Through this approach, vLLM fosters a collaborative environment where both the core development team and the broader community contribute to the robustness and diversity of the third-party models supported in our ecosystem.
Note that, as an inference engine, vLLM does not introduce new models. Therefore, all models supported by vLLM are third-party models in this regard.

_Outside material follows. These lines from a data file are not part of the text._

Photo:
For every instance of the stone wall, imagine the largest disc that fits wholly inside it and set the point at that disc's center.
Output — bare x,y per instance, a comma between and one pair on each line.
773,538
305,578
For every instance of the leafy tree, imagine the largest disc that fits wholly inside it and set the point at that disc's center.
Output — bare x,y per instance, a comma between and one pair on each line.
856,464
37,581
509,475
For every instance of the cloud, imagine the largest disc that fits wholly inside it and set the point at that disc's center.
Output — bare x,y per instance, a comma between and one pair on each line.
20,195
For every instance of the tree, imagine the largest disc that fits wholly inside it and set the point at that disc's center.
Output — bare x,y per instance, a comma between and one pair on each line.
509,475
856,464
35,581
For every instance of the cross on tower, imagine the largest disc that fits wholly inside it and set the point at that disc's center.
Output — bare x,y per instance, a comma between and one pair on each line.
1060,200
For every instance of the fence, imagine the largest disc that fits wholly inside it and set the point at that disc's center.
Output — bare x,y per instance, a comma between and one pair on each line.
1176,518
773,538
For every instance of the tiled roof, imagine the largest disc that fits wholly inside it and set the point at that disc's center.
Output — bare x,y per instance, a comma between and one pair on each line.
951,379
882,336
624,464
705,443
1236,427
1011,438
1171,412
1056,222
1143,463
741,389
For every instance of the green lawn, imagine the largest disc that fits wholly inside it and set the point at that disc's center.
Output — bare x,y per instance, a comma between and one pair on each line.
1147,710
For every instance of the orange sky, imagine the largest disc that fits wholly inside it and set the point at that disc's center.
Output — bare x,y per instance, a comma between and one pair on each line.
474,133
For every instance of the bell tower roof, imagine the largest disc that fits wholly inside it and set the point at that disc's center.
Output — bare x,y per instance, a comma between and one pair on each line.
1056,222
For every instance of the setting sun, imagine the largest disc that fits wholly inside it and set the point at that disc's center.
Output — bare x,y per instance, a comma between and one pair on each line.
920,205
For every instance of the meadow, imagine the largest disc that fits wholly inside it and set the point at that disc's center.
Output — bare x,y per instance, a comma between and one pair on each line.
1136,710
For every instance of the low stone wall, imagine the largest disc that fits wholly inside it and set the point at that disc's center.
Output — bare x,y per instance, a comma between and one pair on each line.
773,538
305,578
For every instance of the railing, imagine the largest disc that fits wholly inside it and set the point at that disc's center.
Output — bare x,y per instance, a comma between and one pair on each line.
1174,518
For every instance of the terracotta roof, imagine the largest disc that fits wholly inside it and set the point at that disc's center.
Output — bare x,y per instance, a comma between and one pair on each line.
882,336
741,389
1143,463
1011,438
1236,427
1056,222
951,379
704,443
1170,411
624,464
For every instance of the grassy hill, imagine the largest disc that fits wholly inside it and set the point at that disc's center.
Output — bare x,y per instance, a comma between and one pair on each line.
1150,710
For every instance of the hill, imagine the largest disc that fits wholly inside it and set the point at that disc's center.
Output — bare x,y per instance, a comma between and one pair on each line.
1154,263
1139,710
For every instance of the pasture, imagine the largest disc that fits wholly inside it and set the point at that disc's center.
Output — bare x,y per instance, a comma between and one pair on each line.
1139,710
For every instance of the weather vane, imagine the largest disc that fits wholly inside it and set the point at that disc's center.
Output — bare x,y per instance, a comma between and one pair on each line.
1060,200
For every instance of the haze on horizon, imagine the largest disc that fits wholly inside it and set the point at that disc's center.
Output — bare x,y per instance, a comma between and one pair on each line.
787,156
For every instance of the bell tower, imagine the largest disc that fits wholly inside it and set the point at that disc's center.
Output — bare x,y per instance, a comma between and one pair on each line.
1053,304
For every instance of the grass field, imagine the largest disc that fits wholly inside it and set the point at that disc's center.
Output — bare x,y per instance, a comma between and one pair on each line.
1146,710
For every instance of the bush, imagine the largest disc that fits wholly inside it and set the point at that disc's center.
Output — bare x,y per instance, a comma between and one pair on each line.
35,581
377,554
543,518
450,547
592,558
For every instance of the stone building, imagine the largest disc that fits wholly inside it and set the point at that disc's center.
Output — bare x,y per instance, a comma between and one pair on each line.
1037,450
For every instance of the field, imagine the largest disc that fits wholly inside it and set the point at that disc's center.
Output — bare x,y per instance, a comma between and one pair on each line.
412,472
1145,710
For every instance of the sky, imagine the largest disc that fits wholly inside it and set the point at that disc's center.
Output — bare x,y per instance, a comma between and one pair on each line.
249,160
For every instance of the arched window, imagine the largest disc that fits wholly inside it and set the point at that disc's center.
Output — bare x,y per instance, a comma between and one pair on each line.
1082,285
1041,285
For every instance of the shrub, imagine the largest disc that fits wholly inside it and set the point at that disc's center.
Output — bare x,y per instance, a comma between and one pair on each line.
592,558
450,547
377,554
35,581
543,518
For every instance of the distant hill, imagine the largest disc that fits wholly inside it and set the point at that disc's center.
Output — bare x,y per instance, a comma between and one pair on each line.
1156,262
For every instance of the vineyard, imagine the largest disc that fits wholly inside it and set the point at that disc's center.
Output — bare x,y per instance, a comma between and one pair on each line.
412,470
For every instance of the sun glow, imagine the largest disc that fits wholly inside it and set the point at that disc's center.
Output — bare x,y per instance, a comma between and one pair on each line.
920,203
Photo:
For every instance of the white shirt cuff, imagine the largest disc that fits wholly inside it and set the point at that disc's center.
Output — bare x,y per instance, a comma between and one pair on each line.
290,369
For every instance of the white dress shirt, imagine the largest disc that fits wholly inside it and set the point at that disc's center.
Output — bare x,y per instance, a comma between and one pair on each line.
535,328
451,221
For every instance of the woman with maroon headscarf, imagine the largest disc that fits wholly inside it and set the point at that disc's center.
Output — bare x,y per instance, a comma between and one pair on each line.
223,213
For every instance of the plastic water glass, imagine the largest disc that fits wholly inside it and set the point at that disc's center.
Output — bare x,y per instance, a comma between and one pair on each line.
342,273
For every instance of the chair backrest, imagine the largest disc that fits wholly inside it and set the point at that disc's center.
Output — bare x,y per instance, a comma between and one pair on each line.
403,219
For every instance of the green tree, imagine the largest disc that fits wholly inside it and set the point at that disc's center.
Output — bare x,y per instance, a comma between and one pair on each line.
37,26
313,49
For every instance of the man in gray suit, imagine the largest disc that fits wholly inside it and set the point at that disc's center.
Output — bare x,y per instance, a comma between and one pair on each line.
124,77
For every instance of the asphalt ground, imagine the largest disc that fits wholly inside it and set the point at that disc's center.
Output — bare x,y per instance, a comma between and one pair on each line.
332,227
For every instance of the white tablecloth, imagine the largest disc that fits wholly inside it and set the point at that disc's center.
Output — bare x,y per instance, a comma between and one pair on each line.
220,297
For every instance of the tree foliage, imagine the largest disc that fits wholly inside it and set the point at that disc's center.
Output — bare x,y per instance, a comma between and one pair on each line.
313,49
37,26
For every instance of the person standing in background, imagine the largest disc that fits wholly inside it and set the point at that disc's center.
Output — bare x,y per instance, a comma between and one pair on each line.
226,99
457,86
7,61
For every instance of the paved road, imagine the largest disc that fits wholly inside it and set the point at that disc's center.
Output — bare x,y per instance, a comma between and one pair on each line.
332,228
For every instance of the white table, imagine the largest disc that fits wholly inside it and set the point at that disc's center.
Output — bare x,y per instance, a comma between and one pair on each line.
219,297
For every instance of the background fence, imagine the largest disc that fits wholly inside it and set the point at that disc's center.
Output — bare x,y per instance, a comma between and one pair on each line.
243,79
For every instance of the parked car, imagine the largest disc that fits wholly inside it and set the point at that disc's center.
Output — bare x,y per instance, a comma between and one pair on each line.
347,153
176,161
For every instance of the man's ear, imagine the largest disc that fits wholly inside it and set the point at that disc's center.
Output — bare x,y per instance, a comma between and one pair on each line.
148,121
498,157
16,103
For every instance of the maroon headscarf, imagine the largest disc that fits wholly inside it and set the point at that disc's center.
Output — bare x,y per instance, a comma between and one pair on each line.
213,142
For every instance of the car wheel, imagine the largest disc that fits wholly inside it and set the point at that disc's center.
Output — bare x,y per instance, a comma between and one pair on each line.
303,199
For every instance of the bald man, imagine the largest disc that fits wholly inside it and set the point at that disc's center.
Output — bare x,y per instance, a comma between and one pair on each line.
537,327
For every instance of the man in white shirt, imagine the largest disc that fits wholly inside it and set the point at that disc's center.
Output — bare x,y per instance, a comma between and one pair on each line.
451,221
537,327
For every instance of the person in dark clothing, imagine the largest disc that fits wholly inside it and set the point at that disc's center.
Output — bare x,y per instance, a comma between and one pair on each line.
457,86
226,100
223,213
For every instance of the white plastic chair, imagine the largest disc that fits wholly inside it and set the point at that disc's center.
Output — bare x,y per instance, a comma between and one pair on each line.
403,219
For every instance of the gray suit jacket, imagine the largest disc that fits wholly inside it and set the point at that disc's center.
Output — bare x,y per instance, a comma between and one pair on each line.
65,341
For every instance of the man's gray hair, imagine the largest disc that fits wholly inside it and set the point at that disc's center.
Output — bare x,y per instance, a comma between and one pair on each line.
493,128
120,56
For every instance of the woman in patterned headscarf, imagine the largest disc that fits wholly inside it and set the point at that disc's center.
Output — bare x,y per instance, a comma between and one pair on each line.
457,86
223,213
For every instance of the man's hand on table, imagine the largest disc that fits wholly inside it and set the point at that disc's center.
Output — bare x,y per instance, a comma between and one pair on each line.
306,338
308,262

We have the following levels of testing for models:
- Strict Consistency: We compare the output of the model with the output of the model in the HuggingFace Transformers library under greedy decoding. This is the most stringent test. Please refer to models tests for the models that have passed this test.
- Output Sensibility: We check if the output of the model is sensible and coherent, by measuring the perplexity of the output and checking for any obvious errors. This is a less stringent test.
- Runtime Functionality: We check if the model can be loaded and run without errors. This is the least stringent test. Please refer to functionality tests and examples for the models that have passed this test.
- Community Feedback: We rely on the community to provide feedback on the models. If a model is broken or not working as expected, we encourage users to raise issues to report it or open pull requests to fix it. The rest of the models fall under this category.